この現象が発見されたきっかけは、1987年に発表された論文から来ていると言われています。それはRowland S. Miller氏が執筆しました。

その論文のタイトルは「Empathic embarrassment: Situational and personal determinants of reactions to the embarrassment of another」と言います。

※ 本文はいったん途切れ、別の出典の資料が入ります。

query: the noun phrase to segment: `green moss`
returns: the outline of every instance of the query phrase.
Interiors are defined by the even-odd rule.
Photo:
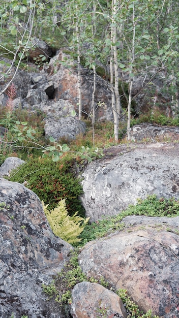
[[[79,199],[82,193],[80,180],[76,178],[75,160],[62,158],[54,163],[50,158],[30,158],[26,163],[13,171],[11,181],[23,183],[43,200],[49,208],[55,207],[62,199],[66,199],[70,215],[77,211],[84,216],[84,208]]]

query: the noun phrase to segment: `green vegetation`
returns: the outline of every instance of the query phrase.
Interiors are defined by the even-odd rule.
[[[78,162],[78,164],[80,161]],[[62,199],[66,199],[69,213],[77,211],[84,216],[84,209],[78,198],[82,189],[77,178],[78,162],[66,156],[57,163],[51,158],[30,156],[26,163],[14,170],[11,181],[23,183],[43,200],[49,208],[55,207]]]
[[[80,242],[78,237],[83,231],[89,217],[84,219],[75,212],[72,216],[68,214],[65,199],[58,202],[53,210],[48,210],[48,204],[42,206],[50,226],[54,234],[68,243],[74,244]]]
[[[136,205],[130,205],[128,208],[117,215],[106,219],[99,220],[86,225],[80,235],[81,242],[79,245],[83,245],[88,241],[105,236],[114,231],[122,230],[124,227],[123,219],[128,215],[145,215],[147,216],[174,217],[179,215],[179,201],[174,199],[157,199],[156,196],[149,196],[145,200],[138,199]],[[168,229],[170,231],[170,229]],[[176,234],[177,233],[176,232]],[[49,297],[54,297],[62,306],[68,306],[71,302],[71,292],[76,283],[81,281],[98,282],[106,288],[111,289],[111,287],[101,276],[98,280],[94,277],[87,277],[79,266],[78,255],[80,250],[76,248],[72,252],[71,258],[65,268],[55,277],[52,284],[43,285],[43,291]],[[138,306],[131,300],[125,290],[115,292],[122,298],[126,308],[128,318],[151,318],[151,310],[144,313],[139,309]],[[99,313],[104,314],[105,308],[99,307]],[[101,310],[101,311],[100,311]],[[105,316],[105,315],[104,316]],[[154,316],[154,318],[157,318]]]
[[[151,310],[148,310],[146,313],[140,310],[138,306],[131,299],[131,297],[128,295],[126,290],[120,289],[116,291],[116,294],[121,297],[123,304],[128,313],[128,318],[158,318],[158,316],[153,316]]]

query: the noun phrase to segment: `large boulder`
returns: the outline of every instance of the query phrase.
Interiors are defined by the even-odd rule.
[[[79,283],[73,289],[72,297],[70,312],[73,318],[97,317],[100,309],[101,313],[103,310],[107,317],[126,318],[127,316],[121,298],[99,284],[88,281]]]
[[[56,140],[65,137],[74,139],[77,135],[86,130],[84,122],[78,120],[74,106],[64,100],[47,101],[34,106],[35,109],[43,111],[44,131],[46,137],[52,137]]]
[[[0,167],[0,177],[10,177],[12,170],[25,163],[25,161],[17,157],[7,158]]]
[[[122,145],[105,152],[109,155],[89,164],[81,176],[81,199],[91,221],[116,215],[148,195],[179,198],[178,144]]]
[[[0,316],[60,318],[42,284],[51,282],[72,246],[53,235],[40,200],[22,184],[0,178]]]
[[[69,52],[69,50],[68,50]],[[76,63],[70,54],[61,50],[51,58],[45,73],[49,73],[49,79],[54,83],[54,98],[68,100],[78,111],[78,79]],[[92,108],[93,93],[93,75],[90,70],[81,67],[82,115],[87,117]],[[105,71],[104,71],[105,73]],[[111,108],[111,92],[107,82],[102,77],[97,76],[95,92],[95,105],[104,103],[104,105],[96,108],[96,117],[98,120],[112,120],[113,115]]]
[[[130,137],[134,141],[174,141],[179,139],[179,127],[159,126],[144,122],[132,127]]]
[[[171,222],[167,217],[143,217],[137,222],[138,217],[132,221],[132,216],[131,224],[130,217],[124,230],[87,243],[80,265],[88,277],[100,279],[103,275],[115,291],[126,289],[144,312],[176,317],[179,217]]]

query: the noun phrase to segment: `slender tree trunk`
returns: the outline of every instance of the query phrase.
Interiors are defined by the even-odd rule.
[[[114,135],[115,140],[117,141],[118,140],[118,126],[120,114],[121,113],[121,105],[118,91],[118,64],[117,60],[117,47],[115,44],[117,40],[117,28],[115,21],[117,11],[116,6],[116,0],[112,0],[110,72],[112,109],[114,116]]]
[[[135,60],[134,55],[134,46],[135,46],[135,7],[134,2],[133,3],[133,35],[132,42],[132,50],[129,51],[129,59],[130,62],[130,71],[129,71],[129,99],[128,104],[128,122],[127,122],[127,133],[128,140],[130,139],[130,131],[131,131],[131,102],[132,102],[132,85],[133,83],[133,64]]]

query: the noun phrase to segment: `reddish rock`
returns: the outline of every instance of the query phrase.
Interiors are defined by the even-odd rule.
[[[59,318],[42,284],[61,271],[72,246],[55,237],[37,196],[0,178],[0,316]]]
[[[101,285],[83,281],[75,286],[70,310],[73,318],[101,316],[100,309],[105,317],[126,318],[127,315],[121,298]]]

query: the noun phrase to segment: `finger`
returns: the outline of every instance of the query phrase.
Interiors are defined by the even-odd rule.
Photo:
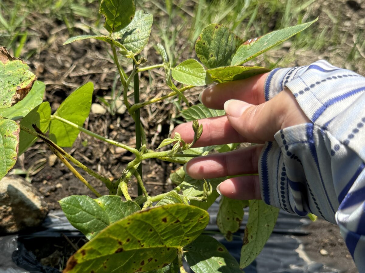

長いタイトルですが、日本語に翻訳すると「共感性羞恥:他人の当惑に対する反応の状況的および個人的な決定要因」になります。ちなみに、「Empathic」は「共感的」、「embarrassment」は「恥ずかしい」という意味になります。

日本語の論文も存在する

教授

共感性羞恥の論文は日本人も書いています。2008年に桑村幸恵氏が論文を発表したのを皮切りに、2011年まで複数の論文を発表しました。ちなみに、2014年には原奈津子氏もそれに関係する論文を発表しています。

    桑村幸恵氏が発表した論文一覧

  • 自由記述による共感的羞恥喚起場面の収集
  • 共感的羞恥と心理的距離
  • 観察者羞恥の発生要因についての一考察
  • なぜ、人の行為を見て恥ずかしくなるのか : 共感性と行為者の態度を指標に
  • 観察者羞恥と役割取得・共感的配慮・個人的苦痛との関連

共感性羞恥を持っている人は自分と相手を切り離すトレーニングをしよう!

誰かにとってはなんともないシーンでも、その人にとっては動揺してしまう人たちは、相手の失敗を自分の失敗のように感じてしまうのが原因で苦しんでいます。それを解消するための治し方としてよく聞く方法としては、自分と相手を切り離したり無関係だと思い込むトレーニングが良いでしょう。

また、相手の気持ちをわかってあげるのはダメなことではありませんが、自分も苦しむほど考え込んでしまうと悪い結果を引き起こしがちです。無駄に自分を傷つけないためにも「自分は自分、相手は相手」と考えて、自分と相手を結び付けすぎないようにしましょう。